Albag, along with Karina Ariev, Daniella Gilboa, Naama Levy and Agam Berger, was kidnapped from the IDF’s Nahal Oz military base on October 7, 2023, and released by the terror group in February in a hostage-ceasefire deal that has since collapsed. Like many freed hostages, she has described the appalling conditions in which she was held captive. Albag lost 10 kilograms in weight while held hostage.

An undated picture of four IDF surveillance soldiers held hostage by Hamas in Gaza since October 7, 2023, that was made public by their families on July 16, 2024. Behind them is a framed picture of Hamas leader Ismail Haniyeh. From left: Liri Albag, Agam Berger, Daniella Gilboa, and Karina Ariev. (Courtesy)

Later Wednesday night, Netanyahu’s office said the prime minister had spoken with Albag and her parents, Shira and Eli, and expressed “solidarity with Liri in light of the attacks she has faced on social media in recent days.”

Netanyahu offered Albag words of support over the phone, and “expressed admiration for her resilience and bravery while in Hamas captivity,” said the Prime Minister’s Office in a statement.

The premier told Albag that he and his wife Sara Netanyahu had maintained regular contact with the Albag family, that he is committed to securing the return of all hostages, and “that he would like to meet soon” with Albag and “the fellow [IDF] observer soldiers who returned with her.”

Liri thanked the prime minister for “the emotional conversation, for his courageous decision to secure her release and that of other hostages, and urged him to continue efforts to bring everyone home,” the PMO added in its readout of the conversation.

Released hostage Liri Albag is seen with her parents Eli and Shira after being freed from Hamas captivity on January 25, 2025 (Israel Defense Forces)

Earlier this week, the Kan public broadcaster published and then removed a promotional clip of an upcoming interview with Albag, in which she sharply criticized Netanyahu, after Albag requested it be taken off the air due to the wave of hate she had received.

In the clip, Albag tells the interviewer that if she were to meet Netanyahu, she would tell him that she blames him for the failures surrounding the October 7 Hamas attack, when the Palestinian terror group led over 5,000 attackers to invade southern Israel, killing 1,200 people and abducting a total of 251 hostages.

Albag also said that she expects Netanyahu to “ask for forgiveness and promise that the rest of the hostages will be home soon.”

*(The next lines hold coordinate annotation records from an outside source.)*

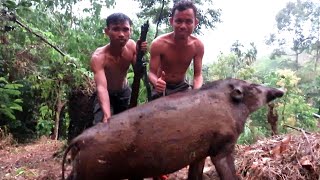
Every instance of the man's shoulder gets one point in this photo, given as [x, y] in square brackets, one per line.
[99, 53]
[161, 40]
[196, 41]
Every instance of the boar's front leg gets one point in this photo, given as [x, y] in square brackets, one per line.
[196, 170]
[224, 164]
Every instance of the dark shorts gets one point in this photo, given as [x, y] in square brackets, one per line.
[171, 89]
[119, 102]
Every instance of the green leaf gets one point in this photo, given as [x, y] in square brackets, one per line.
[10, 4]
[18, 101]
[2, 79]
[15, 106]
[25, 4]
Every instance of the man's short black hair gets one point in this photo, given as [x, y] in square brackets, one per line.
[117, 18]
[184, 5]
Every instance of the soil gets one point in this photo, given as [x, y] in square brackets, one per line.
[287, 156]
[42, 159]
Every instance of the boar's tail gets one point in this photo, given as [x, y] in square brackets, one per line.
[71, 145]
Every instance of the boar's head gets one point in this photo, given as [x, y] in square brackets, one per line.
[252, 95]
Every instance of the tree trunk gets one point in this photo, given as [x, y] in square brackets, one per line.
[59, 106]
[297, 61]
[317, 55]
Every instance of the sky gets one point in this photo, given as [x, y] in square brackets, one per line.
[243, 20]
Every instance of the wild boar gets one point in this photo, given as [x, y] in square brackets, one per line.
[167, 134]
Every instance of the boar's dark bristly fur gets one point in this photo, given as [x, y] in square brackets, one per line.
[167, 134]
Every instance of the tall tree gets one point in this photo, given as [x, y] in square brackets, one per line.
[294, 24]
[159, 11]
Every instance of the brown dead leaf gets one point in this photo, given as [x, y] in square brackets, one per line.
[285, 143]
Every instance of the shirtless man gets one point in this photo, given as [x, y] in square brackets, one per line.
[110, 64]
[172, 53]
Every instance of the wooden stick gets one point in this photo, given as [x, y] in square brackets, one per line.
[298, 129]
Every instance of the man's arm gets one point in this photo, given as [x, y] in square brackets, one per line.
[100, 79]
[197, 66]
[158, 83]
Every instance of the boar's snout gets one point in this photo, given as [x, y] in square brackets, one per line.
[274, 93]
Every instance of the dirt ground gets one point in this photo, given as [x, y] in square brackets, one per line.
[288, 156]
[41, 160]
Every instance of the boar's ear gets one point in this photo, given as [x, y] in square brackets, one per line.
[236, 94]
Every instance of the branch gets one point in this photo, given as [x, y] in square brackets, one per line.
[159, 19]
[298, 129]
[13, 18]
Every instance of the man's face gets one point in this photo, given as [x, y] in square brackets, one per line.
[183, 23]
[119, 34]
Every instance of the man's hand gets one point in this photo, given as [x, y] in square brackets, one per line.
[161, 84]
[105, 119]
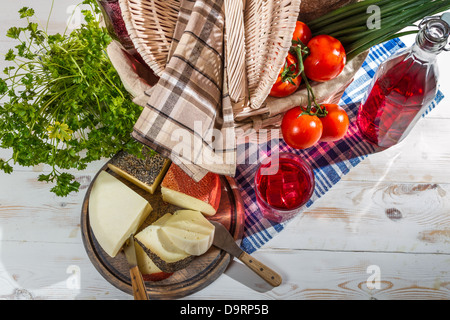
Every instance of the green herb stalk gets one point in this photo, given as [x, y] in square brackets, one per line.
[64, 103]
[349, 23]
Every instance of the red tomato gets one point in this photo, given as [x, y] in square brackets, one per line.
[326, 60]
[335, 123]
[302, 33]
[288, 81]
[300, 131]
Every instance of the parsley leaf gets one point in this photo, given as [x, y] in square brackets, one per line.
[65, 104]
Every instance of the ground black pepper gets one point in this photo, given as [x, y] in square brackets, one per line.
[145, 170]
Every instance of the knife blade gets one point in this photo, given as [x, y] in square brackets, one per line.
[137, 282]
[225, 241]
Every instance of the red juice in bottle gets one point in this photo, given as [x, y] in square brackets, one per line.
[403, 87]
[281, 193]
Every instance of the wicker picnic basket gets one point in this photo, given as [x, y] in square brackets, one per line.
[258, 36]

After clips of the interview were posted online and aired on Kan, a wave of hate and vitriol targeted Albag online, with pro-Netanyahu accounts calling her “a trash girl” and suggesting to “send her back to Gaza.”

According to Channel 12, a large number of the hateful messages came from pro-Netanyahu Facebook groups, especially “Friends who love Benjamin Netanyahu,” a group with over 90,000 members.

Some accounts accused Albag of receiving money to bad-mouth the premier, and others accused her of seeking publicity, wading into politics and exhibiting arrogance.

Hostages Liri Albag (2nd left), Karina Ariev, Daniella Gilboa, Naama Levy wave on a stage before Hamas operatives hand them over to a team from the Red Cross in Gaza City on January 25, 2025. (AFP)

Albag’s family then requested that Kan pull the clip from their social media accounts, which the broadcaster quickly honored.

Netanyahu has largely shirked responsibility for the devastating Hamas attack, seeking to place the blame solely on security chiefs who he says insisted that the terror group was deterred and blasting them for failing to wake him in the early hours of October 7 when troubling signs began appearing from Gaza, claiming he would have immediately instructed them to go on high alert.

Critics argue that Netanyahu, as Israel’s leader for some 15 of the past 16 years, is ultimately responsible after taking pride in his years-long policies vis-a-vis Gaza and in his refusal to open an all-out war there. They accuse him of enabling Hamas in Gaza as he saw it as useful in preventing the establishment of a Palestinian state, and of downplaying multiple warnings from security chiefs in the months ahead of the attack that Israel’s enemies were emboldened by the internal division created by his government’s legislative initiatives.